Because if there's one thing we know for sure, anytime Silicon Valley disrupts an established field, the resulting windfall always goes straight to the people at the bottom of the org chart, right? (Oh, and lest it go unsaid, the premise of being able to pay teachers twice as much in that scenario is predicated on needing half as many teachers, i.e. laying off half of all high school educators.)

WEIRD CALL: Ten years ago, Quantic Dream co-CEO Guillaume de Fondaumiere was upset with the games industry's rating system, and I'm still not clear as to why.

"My problem is not with how unified the system should be, my problem is that we're not on par with cinema and TV. Most people play 18+ games. Have you ever watched an NC-17 movie? You don't even know what an NC-17 movie is! But you know what an R rated movie is? Alright, so that's 17 and under must be accompanied by their parents to watch a movie. An NC-17 movie is basically a porn movie, and that's basically our 18 rating.
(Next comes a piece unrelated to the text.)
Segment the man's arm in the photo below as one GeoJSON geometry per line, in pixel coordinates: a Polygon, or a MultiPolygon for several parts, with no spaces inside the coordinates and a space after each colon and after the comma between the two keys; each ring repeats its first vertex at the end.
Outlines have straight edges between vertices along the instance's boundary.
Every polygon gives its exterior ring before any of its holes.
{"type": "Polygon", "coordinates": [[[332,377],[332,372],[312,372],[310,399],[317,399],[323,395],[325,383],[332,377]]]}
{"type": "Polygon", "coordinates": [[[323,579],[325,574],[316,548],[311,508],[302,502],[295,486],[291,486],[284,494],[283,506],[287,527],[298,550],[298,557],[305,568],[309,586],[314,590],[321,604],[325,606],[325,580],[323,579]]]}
And so all our games are porn movies to a certain degree."

Quantic Dream's penchant for gratuitous shower scenes aside, I suspect he's complaining about the stigma M- and PEGI 18-rated games might carry. The comparison to NC-17 films doesn't really fit for me for a few reasons, among them the key fact that parental consent won't get kids into the theater for an NC-17 film, but it has put countless copies of Grand Theft Auto 5 in kids' Xboxes. Restrictive game ratings leave the ultimate choice up to parents and guardians in a way theatrical film ratings don't.

There's also already a much clearer analog for NC-17 in games (in North America, at least) with the rarely assigned commercial death knell that is the AO for Adults Only rating. But I don't get the suggestion the M rating or the PEGI-18 designation is anything comparable when they still enjoy effectively unfettered distribution and marketing. Unlike NC-17 movies, I've never heard of major chains refusing to carry Call of Duty, and Activision can buy ads for it essentially anywhere that would accept ads for R-rated movies.

An M-rating clearly hasn't done much to harm video games' commercial possibilities, as the title of best-selling game in the US has been claimed by an M-rated game every year since Wii Play (with Wii Remote) took the crown in 2008. (The other years are almost all led by Call of Duty games with Grand Theft Auto 5 and Red Dead Redemption 2 as the outliers.)

Also, some of these widely marketed, multimillion-selling M-rated games are already far beyond the limits of what filmmakers can get away with in R-rated movies, so maybe this is one case where the double standard is actually working to game developers' advantage.